Lyle and his wife, Marian, raised six children. Thanks to George B. Lyle, eldest son, for sharing this information with us. His father's 25 year career in aviation saw him as a partner in the Lyle-Hoyt Aircraft Company (above) from 1925-1927, a flying service in Holland, MI in 1928. This was an ill-fated venture and he went back to Clover Field in November, 1928 for Pacific Aviation from 1928-1929 (company owned by James Granger). He quit Pacific Aviation to become the pilot for Bankline Oil Company out of Clover Field in 1929-30. At right, Lyle is shown with Bankline's Buhl NC9629 (airplane recorded in Davis-Monthan Airfield Register, 4/25/1929, at the link). Please direct your browser to the airplane to learn about its interesting history. Lyle's employment with Bankline ended November 13, 1930, due to the Depression.

While in the employ of Jim Granger in the late 1920's, Pacific Aviation did some of the flying for the Hollywood epics "Wings", "Hell's Angels" and "Skylark."  Contributor Lyle states, "Apparently Dad was involved in this flying, for in 1929 his logbook has some rather cryptic entries labeled 'movie work.'  He died too young for me to ever query him about his 'movie work' and researching the above movies I found no mention of him . . . if indeed he ever flew during their production."

George Lyle did not fly professionally again until, in 1938, he became a partner in Huchendorf & Lyle Flying Service at Clover Field, and then from 1939-1942 sole proprietor of Lyle Flying Service at Clover Field and Metropolitan Airport in Van Nuys, CA. Early in WWII he ran the Civilian Pilot Training Program for the University of California, Los Angeles. Later he joined the Army Air Corps, Air Transport Command, and flew all over the world delivering new aircraft and supplies to various battlefronts and flying back war-weary aircraft to the U.S. for rehabilitation. His experience flying fatigued 4-engine B-29s back from India led him to call the B-29 "our best 3-engine aircraft."
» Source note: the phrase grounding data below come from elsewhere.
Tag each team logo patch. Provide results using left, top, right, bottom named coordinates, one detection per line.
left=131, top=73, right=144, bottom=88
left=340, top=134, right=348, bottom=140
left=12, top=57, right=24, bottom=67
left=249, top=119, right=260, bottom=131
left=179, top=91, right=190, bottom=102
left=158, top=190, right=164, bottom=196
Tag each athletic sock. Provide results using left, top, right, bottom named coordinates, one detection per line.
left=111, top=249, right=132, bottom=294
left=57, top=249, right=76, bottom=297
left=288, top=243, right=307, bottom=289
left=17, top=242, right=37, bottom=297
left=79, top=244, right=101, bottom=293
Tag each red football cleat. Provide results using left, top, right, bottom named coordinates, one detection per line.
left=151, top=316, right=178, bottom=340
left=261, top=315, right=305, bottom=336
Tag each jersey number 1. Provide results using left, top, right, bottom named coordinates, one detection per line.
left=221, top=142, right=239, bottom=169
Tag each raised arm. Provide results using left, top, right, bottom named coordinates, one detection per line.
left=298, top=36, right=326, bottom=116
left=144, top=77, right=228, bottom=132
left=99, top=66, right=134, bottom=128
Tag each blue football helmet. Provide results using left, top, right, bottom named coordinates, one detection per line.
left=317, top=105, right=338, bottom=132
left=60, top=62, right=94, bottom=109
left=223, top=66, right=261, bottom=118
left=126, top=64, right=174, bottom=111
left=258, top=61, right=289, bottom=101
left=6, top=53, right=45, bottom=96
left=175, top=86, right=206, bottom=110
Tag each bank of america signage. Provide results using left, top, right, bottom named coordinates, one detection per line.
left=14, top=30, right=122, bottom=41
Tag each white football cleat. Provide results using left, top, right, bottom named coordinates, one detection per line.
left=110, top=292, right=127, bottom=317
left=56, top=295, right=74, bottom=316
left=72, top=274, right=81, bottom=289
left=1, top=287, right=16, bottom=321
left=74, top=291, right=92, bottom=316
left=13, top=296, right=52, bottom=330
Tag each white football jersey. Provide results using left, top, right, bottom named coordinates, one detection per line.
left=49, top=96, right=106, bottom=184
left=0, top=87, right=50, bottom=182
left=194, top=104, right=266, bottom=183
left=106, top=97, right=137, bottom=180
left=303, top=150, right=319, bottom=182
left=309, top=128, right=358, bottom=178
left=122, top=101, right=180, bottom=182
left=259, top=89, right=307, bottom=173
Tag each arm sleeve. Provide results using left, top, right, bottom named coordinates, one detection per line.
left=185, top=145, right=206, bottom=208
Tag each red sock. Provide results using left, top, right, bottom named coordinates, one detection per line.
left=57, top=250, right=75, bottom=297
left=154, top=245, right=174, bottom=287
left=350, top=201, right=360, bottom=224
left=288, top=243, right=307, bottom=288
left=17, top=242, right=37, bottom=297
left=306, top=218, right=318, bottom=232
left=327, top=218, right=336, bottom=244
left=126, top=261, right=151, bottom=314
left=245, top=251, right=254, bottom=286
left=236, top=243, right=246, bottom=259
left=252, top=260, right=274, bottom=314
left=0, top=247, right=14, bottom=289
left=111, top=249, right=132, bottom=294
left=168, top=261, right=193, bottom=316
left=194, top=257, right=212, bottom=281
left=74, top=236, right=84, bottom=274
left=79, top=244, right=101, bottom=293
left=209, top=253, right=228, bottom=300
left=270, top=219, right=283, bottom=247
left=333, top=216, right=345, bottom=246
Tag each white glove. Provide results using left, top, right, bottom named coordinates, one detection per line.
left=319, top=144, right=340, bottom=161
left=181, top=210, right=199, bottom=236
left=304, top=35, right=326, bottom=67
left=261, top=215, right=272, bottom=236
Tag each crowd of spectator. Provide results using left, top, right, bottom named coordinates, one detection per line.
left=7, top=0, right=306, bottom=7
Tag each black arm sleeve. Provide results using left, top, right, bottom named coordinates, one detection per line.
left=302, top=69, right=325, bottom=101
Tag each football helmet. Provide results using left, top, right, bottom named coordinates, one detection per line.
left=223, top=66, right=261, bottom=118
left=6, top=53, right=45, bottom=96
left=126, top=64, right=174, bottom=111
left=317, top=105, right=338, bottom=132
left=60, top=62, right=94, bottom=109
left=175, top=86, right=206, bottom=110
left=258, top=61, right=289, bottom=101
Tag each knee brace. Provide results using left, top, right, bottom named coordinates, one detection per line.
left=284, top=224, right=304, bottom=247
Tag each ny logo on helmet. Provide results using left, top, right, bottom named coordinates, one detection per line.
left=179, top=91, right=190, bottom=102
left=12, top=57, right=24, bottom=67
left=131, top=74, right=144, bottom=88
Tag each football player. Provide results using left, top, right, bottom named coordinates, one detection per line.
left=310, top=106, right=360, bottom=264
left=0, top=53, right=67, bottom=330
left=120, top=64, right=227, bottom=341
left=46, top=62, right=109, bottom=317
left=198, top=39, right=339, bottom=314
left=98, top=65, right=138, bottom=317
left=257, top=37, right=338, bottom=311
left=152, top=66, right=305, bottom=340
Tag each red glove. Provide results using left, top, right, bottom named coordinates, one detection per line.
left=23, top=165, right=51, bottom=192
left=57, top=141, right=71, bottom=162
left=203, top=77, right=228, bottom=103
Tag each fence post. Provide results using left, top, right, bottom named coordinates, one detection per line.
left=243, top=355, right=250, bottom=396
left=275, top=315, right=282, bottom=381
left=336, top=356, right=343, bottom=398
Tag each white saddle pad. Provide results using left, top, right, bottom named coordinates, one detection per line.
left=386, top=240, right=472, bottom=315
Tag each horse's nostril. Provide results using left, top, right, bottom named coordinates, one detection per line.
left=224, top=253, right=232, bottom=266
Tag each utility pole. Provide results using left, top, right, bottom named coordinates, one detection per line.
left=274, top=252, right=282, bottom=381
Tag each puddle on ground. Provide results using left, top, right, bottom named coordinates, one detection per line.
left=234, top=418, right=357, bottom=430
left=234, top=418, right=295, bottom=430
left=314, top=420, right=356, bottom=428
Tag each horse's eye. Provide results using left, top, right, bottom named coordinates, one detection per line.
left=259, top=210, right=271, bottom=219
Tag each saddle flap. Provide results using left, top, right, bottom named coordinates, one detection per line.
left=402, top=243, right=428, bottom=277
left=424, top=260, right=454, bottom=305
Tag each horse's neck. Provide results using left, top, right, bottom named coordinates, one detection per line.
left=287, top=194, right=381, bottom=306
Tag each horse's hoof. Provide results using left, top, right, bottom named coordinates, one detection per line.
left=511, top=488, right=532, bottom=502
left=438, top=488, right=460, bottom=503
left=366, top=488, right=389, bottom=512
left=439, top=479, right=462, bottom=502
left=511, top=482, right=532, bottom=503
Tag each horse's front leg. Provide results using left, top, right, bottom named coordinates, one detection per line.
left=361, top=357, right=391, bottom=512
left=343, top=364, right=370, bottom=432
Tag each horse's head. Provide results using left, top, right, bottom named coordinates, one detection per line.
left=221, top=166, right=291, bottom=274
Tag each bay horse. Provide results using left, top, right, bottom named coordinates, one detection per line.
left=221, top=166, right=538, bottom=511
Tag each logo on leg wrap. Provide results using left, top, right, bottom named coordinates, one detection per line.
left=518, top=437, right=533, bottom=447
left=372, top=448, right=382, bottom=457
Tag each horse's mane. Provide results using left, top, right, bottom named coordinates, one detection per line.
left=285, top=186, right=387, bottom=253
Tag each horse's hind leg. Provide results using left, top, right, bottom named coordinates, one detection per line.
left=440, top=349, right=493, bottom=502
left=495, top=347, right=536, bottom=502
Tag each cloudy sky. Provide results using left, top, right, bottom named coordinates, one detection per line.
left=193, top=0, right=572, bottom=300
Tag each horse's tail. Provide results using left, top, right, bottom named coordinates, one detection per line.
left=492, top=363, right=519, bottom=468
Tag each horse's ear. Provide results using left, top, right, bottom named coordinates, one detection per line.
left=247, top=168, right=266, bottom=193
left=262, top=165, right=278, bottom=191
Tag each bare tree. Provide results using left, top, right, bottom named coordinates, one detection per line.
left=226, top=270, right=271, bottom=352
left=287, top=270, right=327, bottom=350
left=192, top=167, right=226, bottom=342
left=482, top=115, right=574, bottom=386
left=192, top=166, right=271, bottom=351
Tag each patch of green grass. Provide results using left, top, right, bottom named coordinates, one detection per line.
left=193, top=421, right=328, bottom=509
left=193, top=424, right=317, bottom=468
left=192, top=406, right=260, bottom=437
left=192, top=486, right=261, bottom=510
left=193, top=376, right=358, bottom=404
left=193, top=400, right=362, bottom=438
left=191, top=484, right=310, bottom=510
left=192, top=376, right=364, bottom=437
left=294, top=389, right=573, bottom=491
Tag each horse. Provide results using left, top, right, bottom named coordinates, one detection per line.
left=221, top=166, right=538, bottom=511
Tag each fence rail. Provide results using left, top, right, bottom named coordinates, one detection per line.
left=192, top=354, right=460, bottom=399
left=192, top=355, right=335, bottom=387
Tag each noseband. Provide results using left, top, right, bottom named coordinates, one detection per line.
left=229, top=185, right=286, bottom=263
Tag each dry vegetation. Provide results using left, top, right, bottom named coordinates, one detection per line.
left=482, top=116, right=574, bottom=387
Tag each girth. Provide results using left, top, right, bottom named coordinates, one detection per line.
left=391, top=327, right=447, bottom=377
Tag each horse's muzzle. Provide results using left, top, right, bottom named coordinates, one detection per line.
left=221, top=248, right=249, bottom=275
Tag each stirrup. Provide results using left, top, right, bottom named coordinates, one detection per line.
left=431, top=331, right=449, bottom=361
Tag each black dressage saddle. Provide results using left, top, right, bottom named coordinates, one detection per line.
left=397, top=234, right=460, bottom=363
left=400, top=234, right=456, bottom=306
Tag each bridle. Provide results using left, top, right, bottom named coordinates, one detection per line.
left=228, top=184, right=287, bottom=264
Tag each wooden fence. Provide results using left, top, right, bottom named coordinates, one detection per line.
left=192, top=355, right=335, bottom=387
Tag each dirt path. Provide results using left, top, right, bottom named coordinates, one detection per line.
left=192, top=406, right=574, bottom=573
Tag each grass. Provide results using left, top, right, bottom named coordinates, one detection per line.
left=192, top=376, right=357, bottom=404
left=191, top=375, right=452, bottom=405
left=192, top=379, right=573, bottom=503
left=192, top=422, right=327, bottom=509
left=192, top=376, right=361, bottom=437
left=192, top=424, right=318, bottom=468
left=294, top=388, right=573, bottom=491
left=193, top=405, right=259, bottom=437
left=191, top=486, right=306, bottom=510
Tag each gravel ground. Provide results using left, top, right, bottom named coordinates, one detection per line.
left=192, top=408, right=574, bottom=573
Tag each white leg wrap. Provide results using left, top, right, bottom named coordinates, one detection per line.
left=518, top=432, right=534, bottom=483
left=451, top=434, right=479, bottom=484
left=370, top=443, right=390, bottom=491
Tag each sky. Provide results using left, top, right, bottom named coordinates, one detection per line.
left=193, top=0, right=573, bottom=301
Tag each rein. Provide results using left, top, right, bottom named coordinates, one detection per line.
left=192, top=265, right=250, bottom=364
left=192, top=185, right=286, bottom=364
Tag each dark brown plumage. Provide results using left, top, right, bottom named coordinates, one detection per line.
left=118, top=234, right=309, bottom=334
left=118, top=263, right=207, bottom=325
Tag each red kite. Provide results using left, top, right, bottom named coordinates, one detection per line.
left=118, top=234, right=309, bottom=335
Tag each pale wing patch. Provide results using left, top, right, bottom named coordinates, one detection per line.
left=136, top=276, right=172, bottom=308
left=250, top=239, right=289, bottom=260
George Lyle was born in 1903 and died young in May, 1953 of a heart attack (his second). His first heart attack in 1950 in the air over Palm Springs, CA, ended his flying career (he landed his airplane without incident). His wife followed him in death in December of a cerebral hemorrhage.

He carried Transport pilot certificate T1518 as well as a mechanic's certificate. As well as his 1926 article cited above, he authored articles for Flying Aces Magazine in the 1930's, and a column, "Advice to the Airborne," in the Aviation News Beacon in the 1940's.